There is a persistent belief that business people are what you need in the Oval Office. It was one of the credentials on Donald Trump’s resume.
That, too, may be one of the underlying weaknesses of Trump’s presidency.
When Trump was elected, he thought he was the new proprietor of the United States, as though he had bought it in a deal. He had paid his money and acquired a new company: Donald Trump, chairman, chief executive officer and majority stockholder.
Trump came to Washington to run his new company. He won, as he likes to say, and the United States was his with which to do what he liked, where his whim was law. Pull out of a treaty, abrogate an agreement, decide the moral acceptability of the sexual preferences of the staff, and fire, fire, fire.
Rupert Murdoch — Trump’s man Friday in the media — famously said he had the right to say what was published in his newspapers.

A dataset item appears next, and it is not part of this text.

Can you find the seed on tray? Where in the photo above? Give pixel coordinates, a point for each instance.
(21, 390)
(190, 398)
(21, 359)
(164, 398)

He asserted a kind of divine right of the proprietor; a concept that was eroding as the concept of the newspaper as a public service was gaining ground. Murdoch was not interested in the public service approach. Neither is Trump. They sit next to each other in the pea pod of history.
Trump’s view of the presidency as a proprietorship, the wholly owned property of the CEO, is seen in his actions and even more in his frustrations. If he were sitting atop a giant corporation, his word would be law; he could hire and fire at will, dictate a course of action and maybe retract it. The boss gets what the boss wants, particularly if it is a privately held outfit, like the Trump real estate empire.
Clearly, Trump thought that was what he would do when he took over the United States. His attempts to govern by fiat illustrate that frustration.
Trump, who is not a reader, had not schooled himself in the realities of governance, the give and take of Washington, the grand negotiation that is democracy, imperfect but purposeful — the great purpose being the republic and its well-being.
The organizing principle of a business is profit: It must take in more money than it spends. In real estate you bet against rising demand, borrow and buy. That is not a guide as to how to run the United States, or any other country.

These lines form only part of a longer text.